In that case, SANDAG would still be able to pay back Wall Street investors for the money it borrowed. It would just have to divert that money from other parts of the TransNet program, like the pots of money that currently go to individual cities for street repair or the money that goes to transit operators to run bus routes.
Gonzalez said the agency also has unspent cash meant for major corridors projects it could use if revenues fall below the agency’s annual debt obligations.
Investors are going to get paid; SANDAG’s remaining TransNet obligations will be left competing for the money that remains.
One of TransNet’s less discussed elements is the money it gives to the Metropolitan Transit System and North County Transit District each year to cover the costs of running the transit services built under the program.
Specifically, it gives 8.1 percent of all the money it collects to cover costs on 10 transit projects, including already-operating services like the SuperLoop bus in the UTC area and the Mid-City Rapid bus, and under-construction projects like the Mid-Coast Trolley line and the South Bay BRT.
The audit shows SANDAG currently plans to spend more money on transit operations than it expects to collect.
Since the program started, SANDAG has collected roughly $200 million for transit operations. Because it started collecting money before it built the stuff the money was meant for, it’s built up a healthy reserve. It’s got about $150 million on hand, waiting to be spent.
And it’ll need that reserve, because SANDAG currently expects to spend more than it brings in each year beginning in 2022, when some under-construction transit projects are operational.
But those annual deficits eventually give way to an overall shortfall, with SANDAG looking at spending $82 million more on transit services over the next 30 years than it expects to bring in. Plus, the audit argued that the plan, even with its shortfall, relied on an “overly optimistic” expectation for how much of the transit costs would be covered directly by rider fares.

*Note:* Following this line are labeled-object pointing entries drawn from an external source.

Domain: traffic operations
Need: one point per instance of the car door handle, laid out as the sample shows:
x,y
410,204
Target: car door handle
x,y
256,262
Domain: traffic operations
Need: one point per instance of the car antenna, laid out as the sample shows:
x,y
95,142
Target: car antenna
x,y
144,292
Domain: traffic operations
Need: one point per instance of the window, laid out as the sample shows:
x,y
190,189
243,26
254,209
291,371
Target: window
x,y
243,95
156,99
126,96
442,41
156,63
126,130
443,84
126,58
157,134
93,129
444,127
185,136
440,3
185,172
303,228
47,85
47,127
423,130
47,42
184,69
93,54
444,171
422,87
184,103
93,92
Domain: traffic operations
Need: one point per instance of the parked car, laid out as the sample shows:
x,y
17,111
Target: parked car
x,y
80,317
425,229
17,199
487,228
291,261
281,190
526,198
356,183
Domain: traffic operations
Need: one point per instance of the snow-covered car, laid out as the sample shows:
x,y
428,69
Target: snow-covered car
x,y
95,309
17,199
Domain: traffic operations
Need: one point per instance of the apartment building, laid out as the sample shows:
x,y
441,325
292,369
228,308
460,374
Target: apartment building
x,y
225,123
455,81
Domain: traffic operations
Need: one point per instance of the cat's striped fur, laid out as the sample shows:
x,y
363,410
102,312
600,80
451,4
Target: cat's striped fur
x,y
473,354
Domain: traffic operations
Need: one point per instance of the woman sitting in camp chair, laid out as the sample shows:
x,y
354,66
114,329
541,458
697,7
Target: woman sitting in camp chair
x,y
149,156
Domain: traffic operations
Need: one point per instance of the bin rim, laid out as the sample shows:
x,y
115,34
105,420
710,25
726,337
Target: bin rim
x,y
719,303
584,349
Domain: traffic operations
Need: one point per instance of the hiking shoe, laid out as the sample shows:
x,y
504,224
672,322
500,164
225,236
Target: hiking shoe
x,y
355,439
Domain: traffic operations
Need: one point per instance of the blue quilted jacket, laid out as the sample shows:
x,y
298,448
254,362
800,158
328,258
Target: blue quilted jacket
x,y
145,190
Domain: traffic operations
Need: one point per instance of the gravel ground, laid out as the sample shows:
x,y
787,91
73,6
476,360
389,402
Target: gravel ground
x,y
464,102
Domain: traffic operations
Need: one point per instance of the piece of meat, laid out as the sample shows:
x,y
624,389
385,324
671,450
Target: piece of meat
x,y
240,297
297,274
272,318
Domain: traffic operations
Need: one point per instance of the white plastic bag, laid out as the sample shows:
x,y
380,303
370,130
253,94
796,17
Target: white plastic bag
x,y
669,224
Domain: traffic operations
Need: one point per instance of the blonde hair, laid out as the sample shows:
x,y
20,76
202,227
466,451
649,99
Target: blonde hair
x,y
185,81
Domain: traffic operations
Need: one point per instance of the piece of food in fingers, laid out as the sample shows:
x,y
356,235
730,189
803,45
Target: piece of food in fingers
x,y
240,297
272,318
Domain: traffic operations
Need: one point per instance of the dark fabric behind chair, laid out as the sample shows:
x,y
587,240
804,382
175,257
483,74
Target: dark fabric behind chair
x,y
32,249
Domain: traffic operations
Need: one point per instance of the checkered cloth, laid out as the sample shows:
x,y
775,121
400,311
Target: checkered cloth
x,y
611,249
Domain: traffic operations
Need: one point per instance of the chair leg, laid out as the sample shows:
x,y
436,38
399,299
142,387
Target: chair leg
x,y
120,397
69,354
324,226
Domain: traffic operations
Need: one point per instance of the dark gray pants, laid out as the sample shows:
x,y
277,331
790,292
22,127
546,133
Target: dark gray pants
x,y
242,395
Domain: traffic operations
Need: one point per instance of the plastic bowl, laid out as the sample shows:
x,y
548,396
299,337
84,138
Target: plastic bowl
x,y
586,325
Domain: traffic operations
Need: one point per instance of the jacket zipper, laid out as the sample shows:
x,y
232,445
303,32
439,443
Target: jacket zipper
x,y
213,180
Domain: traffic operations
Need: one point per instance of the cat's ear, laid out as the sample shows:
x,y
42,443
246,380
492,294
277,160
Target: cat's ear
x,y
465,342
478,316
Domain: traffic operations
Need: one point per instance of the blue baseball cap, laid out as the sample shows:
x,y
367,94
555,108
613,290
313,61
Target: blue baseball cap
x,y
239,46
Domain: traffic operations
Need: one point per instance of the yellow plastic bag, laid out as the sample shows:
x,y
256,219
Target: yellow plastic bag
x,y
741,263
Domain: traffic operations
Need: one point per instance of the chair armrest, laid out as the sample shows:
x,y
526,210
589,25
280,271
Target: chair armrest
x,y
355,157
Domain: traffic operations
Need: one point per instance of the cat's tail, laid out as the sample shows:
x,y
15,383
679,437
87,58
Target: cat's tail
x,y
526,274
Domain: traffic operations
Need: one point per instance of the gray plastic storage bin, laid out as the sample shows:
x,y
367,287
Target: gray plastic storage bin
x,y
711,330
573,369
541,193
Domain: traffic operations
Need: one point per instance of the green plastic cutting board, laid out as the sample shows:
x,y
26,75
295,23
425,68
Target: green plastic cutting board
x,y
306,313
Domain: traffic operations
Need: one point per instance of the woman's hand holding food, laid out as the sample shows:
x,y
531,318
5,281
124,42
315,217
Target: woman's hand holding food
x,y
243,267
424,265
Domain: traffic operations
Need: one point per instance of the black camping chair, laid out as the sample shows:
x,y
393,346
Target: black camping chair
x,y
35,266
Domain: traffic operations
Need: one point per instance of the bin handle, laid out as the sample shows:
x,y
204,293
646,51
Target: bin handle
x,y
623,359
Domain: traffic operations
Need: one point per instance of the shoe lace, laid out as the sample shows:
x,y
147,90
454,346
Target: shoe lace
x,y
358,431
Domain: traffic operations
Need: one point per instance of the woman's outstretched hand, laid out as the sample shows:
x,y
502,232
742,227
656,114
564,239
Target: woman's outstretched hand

“Decision-makers will want to act ahead of any cash flow and funding challenges, especially to prevent service reductions if revenues cannot keep pace with costs for new services as well as existing services,” the audit reads.
SANDAG’s transportation committee discussed the shortfall last month, with a staffer saying the agency is now focused only on operations funding for the seven projects that were completed or under construction, leaving the last three projects (frequency increases on the Blue Line, the Coaster and the Sprinter) in limbo.
“There are scenarios within this range where we would run out of money by the end of the measure, and also scenarios where we’d have money left over at the end of the measure,” said Danielle Kochman, associate regional planner. “Again, this analysis is only done for routes in service or under construction.”
In an email, MTS spokesman Rob Schupp said the only MTS service that’s in jeopardy for now is the plan to run trains on the trolley’s Blue Line every 7.5 minutes outside of rush hour.
“We’re taking a wait-and-see attitude to see if reality meets projections,” he said.
At the SANDAG hearing, MTS Chairwoman Georgette Gomez was alarmed that Blue Line frequency increases are in danger. The trains are already packed, she said, and that’s before the line is extended all the way to UTC by the Mid-Coast project.
“The fact of the matter is the need is there now,” she said.
Of more immediate concern, Schupp said, is the potential repeal of the gas tax going before voters in November. Costs at MTS already exceed funding by $9 million, he said; if the gas tax increase survives November, the MTS board could use that money to plug its shortfall.
“If repealed, and if ridership doesn’t increase substantially, we will have to look at other ways to balance the budget,” Schupp said.